An increased risk for bleeding has been reported for another drug that inhibits VEGF — bevacizumab (Avastin) — but by a different mechanism. Bevacizumab is a humanized monoclonal antibody directed against serum VEGF ligand, the authors note.

VEGF is important for the survival of endothelial cells and helps to maintain the architecture and integrity of the microvasculature, the authors explain. If VEGF is blocked, the repair and renewal capacity of endothelial cells in response to trauma could be altered, increasing the risk for hemorrhage.

Doubling in Risk for All Grades of Bleeding Events

The meta-analysis — which the authors believe is the first on this issue — included 23 clinical trials. The calculation of relative risk involved 1325 patients receiving VEGF receptor inhibitors (748 receiving sorafenib and 577 receiving sunitinib), and 1215 patients in the control group receiving placebo.

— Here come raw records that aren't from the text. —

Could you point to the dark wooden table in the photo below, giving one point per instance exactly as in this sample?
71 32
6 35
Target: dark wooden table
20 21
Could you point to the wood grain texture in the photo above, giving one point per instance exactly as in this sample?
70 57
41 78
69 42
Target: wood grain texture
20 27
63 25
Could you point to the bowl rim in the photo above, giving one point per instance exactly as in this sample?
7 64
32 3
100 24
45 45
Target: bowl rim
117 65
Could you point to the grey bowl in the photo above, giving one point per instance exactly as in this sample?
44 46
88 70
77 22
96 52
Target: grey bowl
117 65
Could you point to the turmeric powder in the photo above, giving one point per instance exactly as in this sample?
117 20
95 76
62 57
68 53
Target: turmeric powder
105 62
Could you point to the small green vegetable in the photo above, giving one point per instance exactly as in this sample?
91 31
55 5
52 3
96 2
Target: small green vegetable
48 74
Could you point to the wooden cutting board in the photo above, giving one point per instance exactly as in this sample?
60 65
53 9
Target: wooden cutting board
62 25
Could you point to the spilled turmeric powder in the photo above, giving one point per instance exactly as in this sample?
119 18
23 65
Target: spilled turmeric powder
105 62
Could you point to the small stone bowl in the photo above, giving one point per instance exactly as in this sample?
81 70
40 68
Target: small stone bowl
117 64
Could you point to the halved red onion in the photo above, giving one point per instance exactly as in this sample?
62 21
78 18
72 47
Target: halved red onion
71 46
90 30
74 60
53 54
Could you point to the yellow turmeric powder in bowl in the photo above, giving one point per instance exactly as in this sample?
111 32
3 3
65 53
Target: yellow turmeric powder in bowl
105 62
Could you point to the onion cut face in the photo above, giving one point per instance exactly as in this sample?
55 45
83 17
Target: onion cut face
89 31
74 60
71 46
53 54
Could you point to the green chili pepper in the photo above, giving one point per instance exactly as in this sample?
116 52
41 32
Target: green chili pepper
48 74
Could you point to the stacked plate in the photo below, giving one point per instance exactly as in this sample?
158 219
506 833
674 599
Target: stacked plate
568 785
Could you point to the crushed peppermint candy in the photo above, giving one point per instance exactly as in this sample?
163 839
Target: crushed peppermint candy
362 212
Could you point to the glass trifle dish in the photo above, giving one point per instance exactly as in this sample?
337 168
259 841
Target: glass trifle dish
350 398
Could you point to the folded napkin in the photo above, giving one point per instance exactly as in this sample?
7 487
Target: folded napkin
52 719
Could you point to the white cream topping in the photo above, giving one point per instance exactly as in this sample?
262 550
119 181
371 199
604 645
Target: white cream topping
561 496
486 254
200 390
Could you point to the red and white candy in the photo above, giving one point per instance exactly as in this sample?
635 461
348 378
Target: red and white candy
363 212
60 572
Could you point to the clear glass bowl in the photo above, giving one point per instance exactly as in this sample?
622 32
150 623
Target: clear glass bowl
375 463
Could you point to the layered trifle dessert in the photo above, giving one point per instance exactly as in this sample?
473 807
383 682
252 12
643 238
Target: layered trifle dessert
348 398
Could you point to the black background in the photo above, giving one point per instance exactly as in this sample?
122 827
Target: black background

The relative risk for all grades of bleeding events associated with sorafenib and sunitinib (for randomized clinical trials only) was 2.0 (1.14–3.49; P = .015).

"The overall incidence of risk of all-grade bleeding events was 16.7%, with no difference recorded between sorafenib or sunitinib or type of malignant disease," the authors report.

However, a further analysis suggested that among patients treated with sorafenib, the incidence of all-grade bleeding was higher in those with renal cell carcinoma than with other tumors.

The risk for high-grade bleeding events was not significantly higher; the overall incidence was 2.4%, the authors report. The most important of these seemed to be grade 5 cerebral and pulmonary hemorrhages.

Dr. Choueiri and colleagues suggest several explanations for the fact that the risk for high-grade bleeding events was raised only slightly, including the small number of these events and the differences in the way that bleeding events were graded by the trials.

The incidence of high-grade bleeding events for sorafenib and sunitinib (2.4%) is similar to that reported for bevacizumab (2.7%) in a meta-analysis presented earlier this year at the American Society of Clinical Oncology 45th Annual Meeting (Abstract 9584). In that case, this increase in risk for high-grade bleeding events was significant, the authors note, as was the increase in the risk for all grades of bleeding events (36.3%). However, they add, in another meta-analysis of bevacizumab (in which only industry-sponsored trials were selected), the risk for bleeding was slightly higher than that in the control group (hazard ratio, 1.69; P = .09) and was not significantly increased (J Natl Cancer Inst. 2007;99:1232-1239).

The risks for bleeding with bevacizumab are not well quantified, and this adverse effect is not well known, in contrast to some of the other adverse effects seen with this agent, such as thromboembolism, hypertension, bowel perforation, and proteinuria, Dr. Choueiri noted.